Segundo eles, os ingredientes técnicos já estão disponíveis: poder computacional suficiente, ambientes de simulação e algoritmos de aprendizado por reforço. Embora a “inteligência baseada em experiência” ainda seja um campo incipiente, as ferramentas existem e os pesquisadores apelam para uma postura aberta da comunidade de IA frente a esse novo paradigma.
A mensagem é clara: a experiência não deve ser tratada como algo secundário, mas sim servir de alicerce para todo o desenvolvimento em IA. Sutton e Silver defendem que os avanços futuros virão de sistemas que aprendem a pensar de forma independente, em vez de apenas reproduzir ideias humanas.
Reconhecendo os limites dos modelos de linguagem
A ideia de que o mero modelamento de linguagem não nos levará até a uma IA super-humana tornou-se, discretamente, uma visão dominante na indústria. Independentemente de quanto texto seja utilizado no treinamento, os modelos ainda enfrentam dificuldades com o senso comum e na capacidade de generalizar entre diferentes tarefas.

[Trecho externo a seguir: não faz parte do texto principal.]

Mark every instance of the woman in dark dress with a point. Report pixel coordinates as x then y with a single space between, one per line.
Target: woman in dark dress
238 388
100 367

Vozes influentes já estão se alinhando nessa direção. Ilya Sutskever, cofundador da OpenAI, está atualmente trabalhando em caminhos alternativos para a superinteligência em sua nova startup “SSI”. Ele já havia discutido a ideia de alcançar um “pico de dados” em 2024 e defendeu a busca por novas abordagens. Do mesmo modo, o pesquisador da Meta, Yann LeCun, tem pressionado por novas arquiteturas que ultrapassem os limites dos modelos de linguagem. Sam Altman, CEO da OpenAI, afirmou recentemente que a linguagem por si só simplesmente não é suficiente para atingir a AGI.
Uma direção promissora é a já mencionada ideia de “modelos do mundo” — sistemas que não processem apenas a linguagem, mas também experiências sensoriais e motoras, construindo uma noção de causalidade, espaço, tempo e ação. O grande desafio é que os avanços nessa área ainda parecem distantes.
Talvez o maior desafio para o aprendizado por reforço, fora de domínios específicos como jogos ou determinadas tarefas matemáticas, seja a generalização, especialmente para problemas sem uma resposta claramente correta ou errada. Os recentes modelos de linguagem capazes de raciocinar apresentam um desempenho muito superior em matemática do que os modelos tradicionais, mas não necessariamente se destacam em tarefas que envolvam conhecimento ou criatividade.